Sunday, November 30, 2003

I recently picked up a rather interesting collection of essays entitled "Militarizing the American Justice System: The Changing Roles of the Armed Forces and the Police", edited by Peter Kraska. While I'm certainly not on of those so far on the Left as to compare Bush to Hitler or our current government to a totalitarian "police state", I do think there have been some important trends in military/police relations the past 20 years which deserve further study. This book has done a great job so far addressing some of the major issues. A good starting point for this discussion is the Posse Comitatus Act of 1878. The purpose of Posse Comitatus was to prevent military forces from becoming involved in civilian police matters, except in extreme cases. (Note: this only includes federal armed forces, not the National Guard, Coast Guard, etc.
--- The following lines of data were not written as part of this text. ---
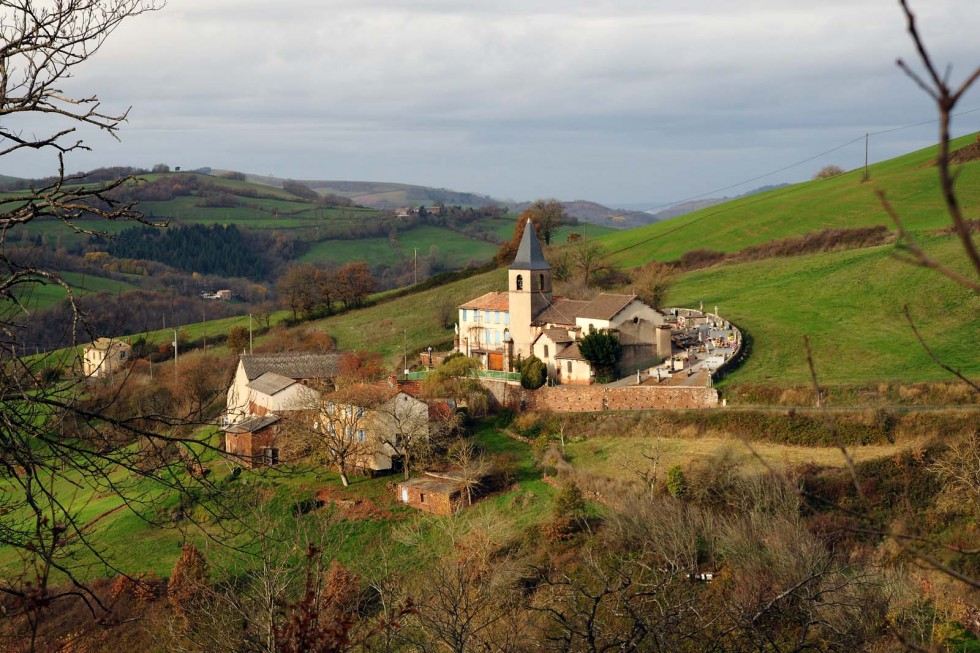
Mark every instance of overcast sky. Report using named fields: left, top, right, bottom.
left=0, top=0, right=980, bottom=206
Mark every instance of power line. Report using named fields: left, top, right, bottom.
left=643, top=107, right=980, bottom=211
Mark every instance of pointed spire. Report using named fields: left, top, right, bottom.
left=510, top=219, right=551, bottom=270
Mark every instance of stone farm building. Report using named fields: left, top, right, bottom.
left=222, top=352, right=430, bottom=472
left=82, top=338, right=133, bottom=379
left=456, top=226, right=671, bottom=384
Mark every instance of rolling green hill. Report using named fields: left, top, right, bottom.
left=601, top=135, right=980, bottom=266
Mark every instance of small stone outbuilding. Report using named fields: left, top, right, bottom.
left=224, top=415, right=279, bottom=467
left=398, top=473, right=466, bottom=515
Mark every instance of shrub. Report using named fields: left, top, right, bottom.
left=667, top=465, right=687, bottom=499
left=517, top=356, right=548, bottom=390
left=813, top=163, right=844, bottom=179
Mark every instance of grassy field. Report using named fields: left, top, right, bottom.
left=299, top=225, right=497, bottom=268
left=668, top=237, right=980, bottom=384
left=12, top=272, right=137, bottom=310
left=565, top=437, right=911, bottom=480
left=601, top=131, right=980, bottom=266
left=313, top=269, right=507, bottom=369
left=0, top=423, right=554, bottom=582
Check out this for details.) Unfortunately, this act has been watered down with subsequent legislation (beginning during the Reagan Administration's "War on Drugs") to the point of being almost entirely ineffectual. Military and police cooperation is now routine. Here are 2 great arguments against this type of development:

- From the military perspective: It's bad to have troops in a police situation since it goes against military training, and can have lasting negative effects on basic combat skills. In the words of one colonel: "combat trained Marines shouldn't be diminishing hard-learned skills by squeezing off warning shots." Military personal have to suppress their combat instincts to be good policemen, leaving their skills dangerously eroded should they be needed in a real combat situation.
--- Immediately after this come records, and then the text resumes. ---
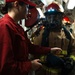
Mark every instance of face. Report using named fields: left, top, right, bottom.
left=19, top=4, right=28, bottom=19
left=46, top=14, right=62, bottom=29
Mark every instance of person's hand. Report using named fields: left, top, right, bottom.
left=51, top=47, right=62, bottom=55
left=31, top=59, right=42, bottom=70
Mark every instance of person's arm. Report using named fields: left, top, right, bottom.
left=0, top=25, right=32, bottom=75
left=27, top=34, right=62, bottom=55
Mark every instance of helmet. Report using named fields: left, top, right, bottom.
left=44, top=2, right=64, bottom=30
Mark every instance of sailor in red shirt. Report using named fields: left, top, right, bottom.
left=0, top=0, right=61, bottom=75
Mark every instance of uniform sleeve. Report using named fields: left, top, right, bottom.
left=0, top=25, right=31, bottom=75
left=70, top=38, right=75, bottom=61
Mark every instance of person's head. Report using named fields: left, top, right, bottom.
left=2, top=0, right=36, bottom=18
left=44, top=2, right=63, bottom=30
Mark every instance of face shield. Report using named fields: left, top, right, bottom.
left=44, top=3, right=63, bottom=29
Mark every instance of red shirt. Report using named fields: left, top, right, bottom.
left=0, top=14, right=50, bottom=75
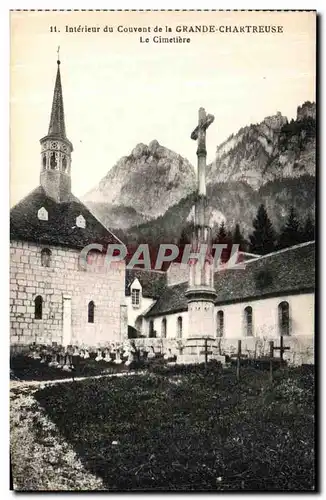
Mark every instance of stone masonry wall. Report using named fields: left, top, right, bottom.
left=10, top=241, right=125, bottom=345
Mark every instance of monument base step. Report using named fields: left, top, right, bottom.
left=176, top=354, right=225, bottom=365
left=177, top=337, right=225, bottom=364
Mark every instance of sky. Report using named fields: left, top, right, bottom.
left=10, top=11, right=316, bottom=206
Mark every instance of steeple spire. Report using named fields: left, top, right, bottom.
left=40, top=53, right=73, bottom=203
left=48, top=54, right=66, bottom=139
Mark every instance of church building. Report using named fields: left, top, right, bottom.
left=10, top=61, right=127, bottom=345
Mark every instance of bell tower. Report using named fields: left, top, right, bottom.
left=40, top=53, right=73, bottom=203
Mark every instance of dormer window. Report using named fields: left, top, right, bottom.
left=76, top=215, right=86, bottom=228
left=37, top=207, right=49, bottom=220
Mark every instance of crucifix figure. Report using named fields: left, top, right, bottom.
left=190, top=108, right=214, bottom=196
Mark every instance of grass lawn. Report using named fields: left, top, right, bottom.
left=29, top=367, right=315, bottom=491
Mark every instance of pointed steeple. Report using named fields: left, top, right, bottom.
left=48, top=59, right=66, bottom=139
left=40, top=53, right=73, bottom=203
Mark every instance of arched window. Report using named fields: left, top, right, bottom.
left=278, top=300, right=290, bottom=335
left=216, top=311, right=224, bottom=337
left=177, top=316, right=182, bottom=339
left=88, top=300, right=95, bottom=323
left=41, top=248, right=52, bottom=267
left=161, top=318, right=166, bottom=339
left=50, top=152, right=57, bottom=170
left=244, top=306, right=253, bottom=337
left=34, top=295, right=43, bottom=319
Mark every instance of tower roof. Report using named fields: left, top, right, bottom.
left=48, top=60, right=66, bottom=139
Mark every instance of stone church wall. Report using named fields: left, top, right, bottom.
left=142, top=293, right=315, bottom=365
left=10, top=241, right=126, bottom=346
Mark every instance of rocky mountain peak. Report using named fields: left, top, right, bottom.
left=297, top=101, right=316, bottom=121
left=83, top=139, right=196, bottom=218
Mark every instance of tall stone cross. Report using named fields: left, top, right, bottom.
left=190, top=108, right=214, bottom=196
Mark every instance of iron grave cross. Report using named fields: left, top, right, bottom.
left=190, top=108, right=214, bottom=196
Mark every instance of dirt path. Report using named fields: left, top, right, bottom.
left=10, top=372, right=141, bottom=491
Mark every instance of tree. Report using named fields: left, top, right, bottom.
left=278, top=207, right=302, bottom=249
left=249, top=205, right=276, bottom=255
left=302, top=214, right=315, bottom=242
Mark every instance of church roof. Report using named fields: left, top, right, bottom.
left=146, top=241, right=315, bottom=317
left=125, top=269, right=166, bottom=299
left=10, top=186, right=121, bottom=249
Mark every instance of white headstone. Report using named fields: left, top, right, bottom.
left=76, top=214, right=86, bottom=228
left=37, top=207, right=49, bottom=220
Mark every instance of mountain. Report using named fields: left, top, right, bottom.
left=84, top=102, right=316, bottom=244
left=83, top=140, right=196, bottom=228
left=125, top=175, right=315, bottom=245
left=207, top=101, right=316, bottom=190
left=123, top=102, right=316, bottom=243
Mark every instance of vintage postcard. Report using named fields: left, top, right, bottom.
left=10, top=10, right=318, bottom=492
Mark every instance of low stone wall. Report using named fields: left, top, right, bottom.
left=134, top=335, right=314, bottom=365
left=218, top=335, right=314, bottom=365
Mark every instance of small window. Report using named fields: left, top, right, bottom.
left=149, top=319, right=155, bottom=337
left=244, top=306, right=253, bottom=337
left=50, top=153, right=57, bottom=170
left=177, top=316, right=182, bottom=339
left=88, top=300, right=95, bottom=323
left=161, top=318, right=166, bottom=339
left=131, top=288, right=140, bottom=307
left=41, top=248, right=52, bottom=267
left=34, top=295, right=43, bottom=319
left=216, top=311, right=224, bottom=337
left=278, top=301, right=290, bottom=336
left=37, top=207, right=49, bottom=220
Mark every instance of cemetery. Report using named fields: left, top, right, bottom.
left=11, top=346, right=314, bottom=491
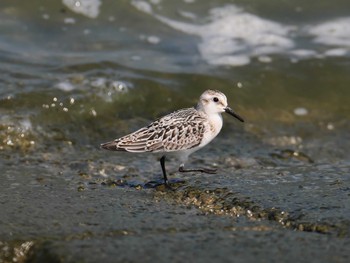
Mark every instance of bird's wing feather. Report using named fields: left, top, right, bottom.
left=101, top=108, right=205, bottom=152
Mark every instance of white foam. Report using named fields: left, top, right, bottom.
left=132, top=3, right=350, bottom=66
left=141, top=4, right=294, bottom=66
left=62, top=0, right=101, bottom=18
left=131, top=0, right=152, bottom=14
left=308, top=17, right=350, bottom=48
- From a civilian perspective: In simple terms, "it's hard to believe that a soldier with a suspect in his sights is well positioned to protect that person's civil liberties." This introduces a fundamental difference in views on police and military targets. Military targets are enemies to be killed, police targets are citizens with rights who are innocent until proven guilty. When a difficult situation arises military personnel tend to revert to a combat-oriented model, giving rise to a number of potential violations to police procedures which are crucial in our democratic society.
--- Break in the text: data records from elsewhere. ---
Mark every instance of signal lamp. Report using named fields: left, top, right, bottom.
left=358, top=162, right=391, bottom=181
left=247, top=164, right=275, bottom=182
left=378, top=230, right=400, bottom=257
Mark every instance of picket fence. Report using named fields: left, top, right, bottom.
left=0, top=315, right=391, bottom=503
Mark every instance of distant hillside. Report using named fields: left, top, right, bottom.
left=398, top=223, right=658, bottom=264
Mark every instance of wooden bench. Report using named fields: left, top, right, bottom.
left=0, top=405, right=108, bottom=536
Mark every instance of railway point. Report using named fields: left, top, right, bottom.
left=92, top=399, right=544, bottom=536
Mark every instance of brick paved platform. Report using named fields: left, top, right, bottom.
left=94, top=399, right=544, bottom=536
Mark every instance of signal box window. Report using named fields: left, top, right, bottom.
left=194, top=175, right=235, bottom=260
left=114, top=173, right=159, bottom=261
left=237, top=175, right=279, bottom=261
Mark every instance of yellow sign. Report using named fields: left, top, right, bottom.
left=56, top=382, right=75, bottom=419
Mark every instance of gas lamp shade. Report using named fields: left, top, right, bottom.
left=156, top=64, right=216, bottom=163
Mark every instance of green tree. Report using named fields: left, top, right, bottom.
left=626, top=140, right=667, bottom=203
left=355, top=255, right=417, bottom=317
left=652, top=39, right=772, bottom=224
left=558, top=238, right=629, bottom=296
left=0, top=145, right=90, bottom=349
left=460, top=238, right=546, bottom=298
Here is something I found particularly interesting in one of the essays: "A plan has been proposed - though scrapped for the moment - to establish a single commander with authority to oversee domestic defense in the event of a terrorist attack. According to press reports, this "homeland defense commander" would have the "know-how and authority to quickly dispatch technicians and troops, who could help deal with terrorist attacks that officials fear could inflict thousands of casualties and disrupt whole cities." That was written 3 years before the genesis of the Department of Homeland Security.